A Home Away From Home
After the memorable trip up Mount Etna, Nano went to the Southern Apennines, while my parents and I made the familiar trip (for me, anyway) across the Sila and into the Crotone Basin. I raved to my parents about the great beaches and wonderful swimming in the Ionian Sea; I reminisced about my time on top of the Sila hiking through pine forests and the Switzerland-like lakes up there; I told them stories about the wonderful old towns nestled high on the rocks all over Southern Calabria. But when we arrived at the agriturismo, all they were interested in doing was getting up early, hopping in the car, and driving to outcrops to help me collect data.
Over the course of two days, we hunted down Upper Messinian conglomerates to help me and Nano with our research of the Messinian Salinity Crisis. My parents became master rock identifiers as we counted ratios of chert to granite clasts within each conglomerate. This information helps to determine the “provenance” of the deposit, or what kind of rocks the river eroded.
They also learned how to tell what direction the river was flowing in– a tricky task. We looked for imbricated clasts. These are clusters of thin, flat clasts (not round ones) that are pushed by the current until their flat side is facing upstream. We measured the direction that the clasts were stacked to determine which way the river was flowing. With these two pieces of information (clast provenance and current direction) from a number of outcrops around the area, we are able to recreate the Crotone Basin’s drainage flow.
My parents were struck by the tranquility of my field area. We passed through a few small towns on our first day working, but the second day we drove 50 kilometers and saw only fields, cows, and goats. What I really wanted to show my parents was the attitude of the people.

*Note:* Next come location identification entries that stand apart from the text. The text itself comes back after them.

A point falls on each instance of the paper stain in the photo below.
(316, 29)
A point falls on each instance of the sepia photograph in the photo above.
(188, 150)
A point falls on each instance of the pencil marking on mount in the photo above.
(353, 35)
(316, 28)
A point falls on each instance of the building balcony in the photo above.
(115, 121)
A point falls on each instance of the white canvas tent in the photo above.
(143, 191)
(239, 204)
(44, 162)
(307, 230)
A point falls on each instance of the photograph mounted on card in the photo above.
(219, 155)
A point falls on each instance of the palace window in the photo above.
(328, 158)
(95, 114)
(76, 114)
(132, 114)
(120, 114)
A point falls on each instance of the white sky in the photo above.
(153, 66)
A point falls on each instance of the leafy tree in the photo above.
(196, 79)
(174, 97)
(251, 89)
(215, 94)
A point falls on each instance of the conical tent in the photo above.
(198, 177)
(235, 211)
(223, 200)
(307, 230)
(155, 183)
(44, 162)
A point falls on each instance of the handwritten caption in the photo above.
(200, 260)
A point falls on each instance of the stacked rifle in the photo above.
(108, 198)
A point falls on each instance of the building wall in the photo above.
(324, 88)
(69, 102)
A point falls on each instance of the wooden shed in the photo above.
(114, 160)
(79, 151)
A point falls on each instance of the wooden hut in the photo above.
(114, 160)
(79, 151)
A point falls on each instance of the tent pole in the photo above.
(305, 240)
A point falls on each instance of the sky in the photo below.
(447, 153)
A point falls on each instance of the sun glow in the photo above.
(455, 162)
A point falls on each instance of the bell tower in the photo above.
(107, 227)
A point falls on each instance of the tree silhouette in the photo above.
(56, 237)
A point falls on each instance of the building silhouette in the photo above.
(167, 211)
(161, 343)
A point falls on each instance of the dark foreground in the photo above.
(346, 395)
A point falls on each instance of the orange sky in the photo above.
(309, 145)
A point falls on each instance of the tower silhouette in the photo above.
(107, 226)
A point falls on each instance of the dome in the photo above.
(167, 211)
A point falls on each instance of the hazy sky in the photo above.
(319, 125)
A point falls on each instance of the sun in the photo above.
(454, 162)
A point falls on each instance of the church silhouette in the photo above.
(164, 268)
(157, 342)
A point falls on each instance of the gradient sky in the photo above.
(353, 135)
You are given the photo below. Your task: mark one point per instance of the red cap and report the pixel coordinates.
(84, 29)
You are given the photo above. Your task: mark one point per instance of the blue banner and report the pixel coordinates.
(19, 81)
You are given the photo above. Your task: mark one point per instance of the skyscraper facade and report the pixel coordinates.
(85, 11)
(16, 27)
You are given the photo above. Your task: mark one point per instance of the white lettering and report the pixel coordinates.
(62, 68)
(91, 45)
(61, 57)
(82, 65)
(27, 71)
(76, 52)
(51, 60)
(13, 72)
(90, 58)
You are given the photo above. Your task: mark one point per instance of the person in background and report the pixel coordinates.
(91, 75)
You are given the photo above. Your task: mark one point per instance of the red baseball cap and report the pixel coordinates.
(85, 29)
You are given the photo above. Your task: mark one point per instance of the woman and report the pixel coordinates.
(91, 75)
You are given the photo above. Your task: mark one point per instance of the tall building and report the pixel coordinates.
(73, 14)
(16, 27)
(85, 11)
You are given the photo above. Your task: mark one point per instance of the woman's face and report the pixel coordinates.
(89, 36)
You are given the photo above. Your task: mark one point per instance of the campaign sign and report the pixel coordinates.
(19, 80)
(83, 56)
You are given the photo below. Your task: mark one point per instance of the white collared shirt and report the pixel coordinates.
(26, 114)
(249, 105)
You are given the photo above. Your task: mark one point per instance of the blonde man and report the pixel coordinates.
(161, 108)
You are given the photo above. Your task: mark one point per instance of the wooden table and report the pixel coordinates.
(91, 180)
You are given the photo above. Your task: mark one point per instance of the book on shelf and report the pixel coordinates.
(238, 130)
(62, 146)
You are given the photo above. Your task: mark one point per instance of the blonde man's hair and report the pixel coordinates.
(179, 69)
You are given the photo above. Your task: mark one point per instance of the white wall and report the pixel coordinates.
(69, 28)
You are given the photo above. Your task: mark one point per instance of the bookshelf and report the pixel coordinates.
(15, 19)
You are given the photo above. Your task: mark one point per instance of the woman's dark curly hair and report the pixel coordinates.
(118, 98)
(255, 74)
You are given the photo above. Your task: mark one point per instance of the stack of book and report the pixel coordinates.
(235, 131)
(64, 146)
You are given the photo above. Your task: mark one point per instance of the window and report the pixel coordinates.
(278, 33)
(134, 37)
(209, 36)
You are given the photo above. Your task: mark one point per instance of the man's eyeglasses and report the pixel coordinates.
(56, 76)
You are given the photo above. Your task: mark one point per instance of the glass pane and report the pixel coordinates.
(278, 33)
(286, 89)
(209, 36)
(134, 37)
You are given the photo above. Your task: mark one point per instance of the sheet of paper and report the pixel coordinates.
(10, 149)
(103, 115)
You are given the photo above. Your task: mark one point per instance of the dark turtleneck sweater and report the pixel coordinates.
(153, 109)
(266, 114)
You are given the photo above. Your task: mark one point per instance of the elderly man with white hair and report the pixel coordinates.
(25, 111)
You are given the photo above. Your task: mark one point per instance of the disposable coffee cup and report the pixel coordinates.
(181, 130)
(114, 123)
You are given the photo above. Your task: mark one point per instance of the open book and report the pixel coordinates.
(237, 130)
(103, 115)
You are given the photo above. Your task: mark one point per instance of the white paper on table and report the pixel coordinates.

The sense of family and community in Southern Italy is overwhelming. The workers at the bar we went to in the morning remembered me from last year and gave my parents special treatment while we were there. The farmers we passed stopped their tractors and asked us about ourselves.
If you are not careful, you can be trapped in an hour-long conversation. People are more important than work here.
For dinner on our last night together, I took my parents to Canciumati. The family was excited to meet my parents. Mario, the patriarch, told them that when I was in Italy, he considered me his daughter. They served us four huge courses and sent my parents home with two bottles of wine. They had adopted me and, now, my parents into their family. It’s a hospitality that is indescribable, and the heart and soul of this place.